Namangan State University
- Entrance gate of Namangan State University
- Established: 1942
- Officer in charge: 2019
- Rector: Kyrgyzboyev Abdugaffar Karimjonovich
- Students: 25037
- Undergraduates: 18500
- Postgraduates: 200
- Location: Namangan, Namangan Region, Uzbekistan 40°59′07″N 71°41′42″E﻿ / ﻿40.98531°N 71.695°E
- Website: www.namdu.uz

= Namangan State University =

University in Namangan, Uzbekistan

Namangan State University (NamSU) was established in 1942 as a pedagogical institute. It is in Namangan province which has almost 2.8 mln population with 7900 km2 area located in eastern part on Uzbekistan, considered one of the strategically important area. Nowadays NamSU has over 28,547 students in bachelor's and master's degree programs. NamSU has 600 teaching staff which 46% of them have PhD and doctoral levels degrees. NamSU offers various courses of study, including 54 bachelor educational programs, 15 master's specialization programs, 10 programs for full-time doctorate and another 15 programs for part-time doctorate. The university trains high-skilled specialists in languages (Uzbek, Russian, English, German), literature, social sciences, political sciences, history, archive studies, pedagogy, psychology, education, preschool education, sport, applied art, music education, geography, economy, mathematics, applied mathematics, physics, chemistry, biology, technical sciences, tourism, hotel management, information technology and library studies. The university have also newly established dual degree programs in medicine with Ural Medical University (Russia).

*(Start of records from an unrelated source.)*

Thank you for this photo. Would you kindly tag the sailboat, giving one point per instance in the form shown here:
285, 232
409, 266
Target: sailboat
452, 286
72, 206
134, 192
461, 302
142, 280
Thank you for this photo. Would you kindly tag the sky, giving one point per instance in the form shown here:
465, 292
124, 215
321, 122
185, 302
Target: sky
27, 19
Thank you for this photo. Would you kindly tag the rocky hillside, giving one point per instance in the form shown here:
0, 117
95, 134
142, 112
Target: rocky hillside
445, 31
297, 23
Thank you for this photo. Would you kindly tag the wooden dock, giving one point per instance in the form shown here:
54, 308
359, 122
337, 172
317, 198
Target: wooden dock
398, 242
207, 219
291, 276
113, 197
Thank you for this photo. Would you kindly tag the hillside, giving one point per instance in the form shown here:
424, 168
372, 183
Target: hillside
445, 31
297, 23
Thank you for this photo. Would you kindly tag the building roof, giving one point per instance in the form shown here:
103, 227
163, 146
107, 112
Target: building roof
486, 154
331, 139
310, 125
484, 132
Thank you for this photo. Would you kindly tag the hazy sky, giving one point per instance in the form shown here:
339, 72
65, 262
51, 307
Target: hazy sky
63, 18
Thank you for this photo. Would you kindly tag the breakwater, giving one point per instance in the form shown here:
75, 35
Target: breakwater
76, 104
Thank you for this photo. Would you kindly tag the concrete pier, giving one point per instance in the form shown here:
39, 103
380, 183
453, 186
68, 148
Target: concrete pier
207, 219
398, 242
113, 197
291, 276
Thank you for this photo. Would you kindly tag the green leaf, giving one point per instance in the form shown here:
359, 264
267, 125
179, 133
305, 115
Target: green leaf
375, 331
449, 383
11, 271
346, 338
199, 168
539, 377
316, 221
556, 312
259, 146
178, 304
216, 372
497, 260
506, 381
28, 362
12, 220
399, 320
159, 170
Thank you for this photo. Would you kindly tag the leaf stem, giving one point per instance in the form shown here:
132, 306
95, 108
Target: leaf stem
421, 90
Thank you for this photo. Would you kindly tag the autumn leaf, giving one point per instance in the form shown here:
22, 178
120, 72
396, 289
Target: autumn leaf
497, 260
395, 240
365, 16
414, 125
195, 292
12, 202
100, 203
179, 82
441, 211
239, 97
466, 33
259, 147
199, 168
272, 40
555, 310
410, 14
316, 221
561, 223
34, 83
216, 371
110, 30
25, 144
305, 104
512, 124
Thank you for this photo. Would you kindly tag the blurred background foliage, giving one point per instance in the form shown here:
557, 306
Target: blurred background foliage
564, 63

The university has academic relationships with more than 40 advanced universities in Europe, Asia countries. Every year the teaching staff and students attend different scientific events and spend academic visits in advanced universities in developed countries. NamSU was a national coordinator for TuCAHEA Tempus project (www.tucahea.org), participated in IMEP, UZDOC 2.0 and Erasmus+ projects.